This kind of remote is located in the local file system, but is external to the DVC project.

$ mkdir -p /tmp/dvc-storage
$ dvc remote add local /tmp/dvc-storage

You should now be able to run:

$ dvc push -r local

Existing stages

This project with the help of the Git tags reflects the sequence of actions that are run in the DVC get started guide. Feel free to checkout one of them and play with the DVC commands having the playground ready.

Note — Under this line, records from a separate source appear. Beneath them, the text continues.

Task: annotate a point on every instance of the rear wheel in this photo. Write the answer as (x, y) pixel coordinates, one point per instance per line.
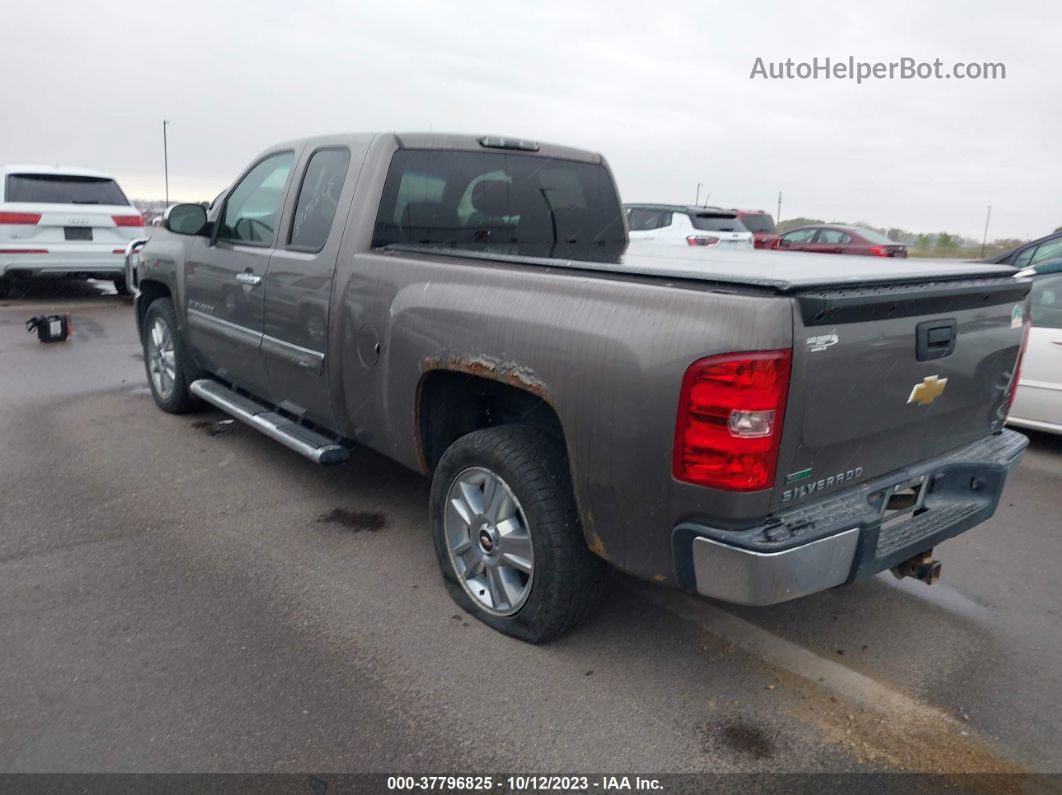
(508, 535)
(166, 360)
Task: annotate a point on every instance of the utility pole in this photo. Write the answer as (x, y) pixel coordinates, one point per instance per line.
(166, 161)
(985, 240)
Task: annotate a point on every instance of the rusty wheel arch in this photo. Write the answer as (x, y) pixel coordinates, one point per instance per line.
(457, 395)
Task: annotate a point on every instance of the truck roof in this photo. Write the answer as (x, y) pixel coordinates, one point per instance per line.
(63, 170)
(695, 208)
(460, 141)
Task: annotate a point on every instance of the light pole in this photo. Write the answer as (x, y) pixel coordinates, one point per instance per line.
(985, 240)
(166, 161)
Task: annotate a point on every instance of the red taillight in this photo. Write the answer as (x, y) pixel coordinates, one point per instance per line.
(19, 218)
(1017, 368)
(730, 419)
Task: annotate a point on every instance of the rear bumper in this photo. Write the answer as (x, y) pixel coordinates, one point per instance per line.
(91, 258)
(842, 538)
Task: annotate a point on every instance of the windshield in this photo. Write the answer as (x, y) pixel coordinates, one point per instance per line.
(717, 222)
(875, 237)
(63, 189)
(504, 203)
(758, 222)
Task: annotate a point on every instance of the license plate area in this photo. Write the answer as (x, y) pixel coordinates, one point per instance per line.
(901, 501)
(78, 232)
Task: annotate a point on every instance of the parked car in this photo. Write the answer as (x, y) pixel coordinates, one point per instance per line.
(833, 239)
(464, 306)
(64, 222)
(761, 226)
(1039, 401)
(682, 225)
(1042, 249)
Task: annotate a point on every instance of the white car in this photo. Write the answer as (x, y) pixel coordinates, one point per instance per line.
(63, 222)
(1038, 403)
(682, 225)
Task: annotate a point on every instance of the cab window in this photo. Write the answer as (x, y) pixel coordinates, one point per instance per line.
(253, 206)
(645, 220)
(1046, 301)
(834, 237)
(1047, 249)
(319, 199)
(799, 236)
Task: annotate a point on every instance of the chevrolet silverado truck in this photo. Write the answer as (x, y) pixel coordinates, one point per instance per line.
(750, 427)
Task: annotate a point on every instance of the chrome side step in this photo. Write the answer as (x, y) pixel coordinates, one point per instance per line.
(318, 448)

  • 0-git-init: Empty Git repository initialized.
  • 1-dvc-init: DVC has been initialized. .dvc/ with the cache directory created.
  • 2-track-data: Raw data file data.xml downloaded and tracked with DVC using dvc add. First .dvc file created.
  • 3-config-remote: Remote HTTP storage initialized. It's a shared read only storage that contains all data artifacts produced during next steps.
  • 4-import-data: Use dvc import to get the same data.xml from the DVC data registry.
  • 5-source-code: Source code downloaded and put into Git.
  • 6-prepare-stage: Create dvc.yaml and the first pipeline stage with dvc run. It transforms XML data into TSV.
  • 7-ml-pipeline: Feature extraction and train stages created. It takes data in TSV format and produces two .pkl files that contain serialized feature matrices. Train runs random forest classifier and creates the model.pkl file.
  • 8-evaluation: Evaluation stage. Runs the model on a test dataset to produce its performance AUC value. The result is dumped into a DVC metric file so that we can compare it with other experiments later.
  • 9-bigrams-model: Bigrams experiment, code has been modified to extract more features. We run dvc repro for the first time to illustrate how DVC can reuse cached files and detect changes along the computational graph, regenerating the model with the updated data.
  • 10-bigrams-experiment: Reproduce the evaluation stage with the bigrams based model.
  • 11-random-forest-experiments: Reproduce experiments to tune the random forest classifier parameters and select the best experiment.

There are three additional tags:

  • baseline-experiment: First end-to-end result that we have performance metric for.
  • bigrams-experiment: Second experiment (model trained using bigrams features).
  • random-forest-experiments: Best of additional experiments tuning random forest parameters.

These tags can be used to illustrate -a or -T options across different DVC commands.

Project structure

The data files, DVC files, and results change as stages are created one by one. After cloning and using dvc pull to download data tracked by DVC, the workspace should look like this:

$ tree
.
├── README.md
├── data                  # <-- Directory with raw and intermediate data
│   ├── data.xml          # <-- Initial XML StackOverflow dataset (raw data)
│   ├── data.xml.dvc      # <-- .dvc file - a placeholder/pointer to raw data
│   ├── features          # <-- Extracted feature matrices
│   │   ├── test.pkl
│   │   └── train.pkl
│   └── prepared          # <-- Processed dataset (split and TSV formatted)
│       ├── test.tsv
│       └── train.tsv
├── dvc.lock
├── dvc.yaml              # <-- DVC pipeline file
├── model.pkl             # <-- Trained model file
├── params.yaml           # <-- Parameters file
├── prc.json              # <-- Precision-recall curve data points
├── roc.json              # <-- ROC curve data points
├── scores.json           # <-- Binary classifier final metrics (e.g. AUC)
└── src                   # <-- Source code to run the pipeline stages
    ├── evaluate.py
    ├── featurization.py
    ├── prepare.py
    ├── requirements.txt  # <-- Python dependencies needed in the project
    └── train.py